Uncovering Vulnerabilities of LLM-Assisted Cyber Threat Intelligence
Abstract
Large language models (LLMs) are increasingly used to help security analysts manage the surge of cyber threats, automating tasks from vulnerability assessment to incident response. Yet in operational CTI workflows, reliability gaps remain substantial. Existing explanations often point to generic model issues (e.g., hallucination), but we argue the dominant bottleneck is the threat landscape itself: CTI is heterogeneous, volatile, and fragmented. Under these conditions, evidence is intertwined, crowdsourced, and temporally unstable, which are properties that standard LLM-based studies rarely capture.

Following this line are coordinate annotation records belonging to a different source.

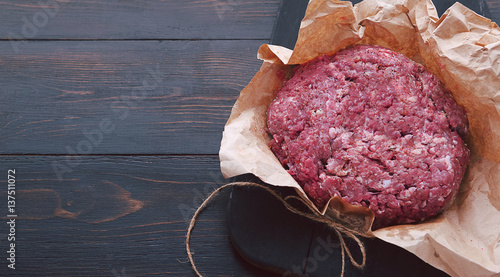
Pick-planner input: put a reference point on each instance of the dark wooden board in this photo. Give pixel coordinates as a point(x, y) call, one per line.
point(133, 19)
point(116, 215)
point(283, 242)
point(55, 93)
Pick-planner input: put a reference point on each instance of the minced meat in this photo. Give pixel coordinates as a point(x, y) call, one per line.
point(373, 127)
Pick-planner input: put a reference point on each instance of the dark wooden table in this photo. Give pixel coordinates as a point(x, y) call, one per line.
point(111, 116)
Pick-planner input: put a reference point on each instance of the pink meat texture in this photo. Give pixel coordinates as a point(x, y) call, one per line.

In this paper, we present a comprehensive empirical study of LLM vulnerabilities in CTI reasoning. We introduce a human-in-the-loop categorization framework that robustly labels failure modes across the CTI lifecycle, avoiding the brittleness of automated "LLM-as-a-judge" pipelines. We identify three domain-specific cognitive failures: spurious correlations from superficial metadata, contradictory knowledge from conflicting sources, and constrained generalization to emerging threats. We validate these mechanisms via causal interventions and show that targeted defenses reduce failure rates significantly. Together, these results offer a concrete roadmap for building resilient, domain-aware CTI agents.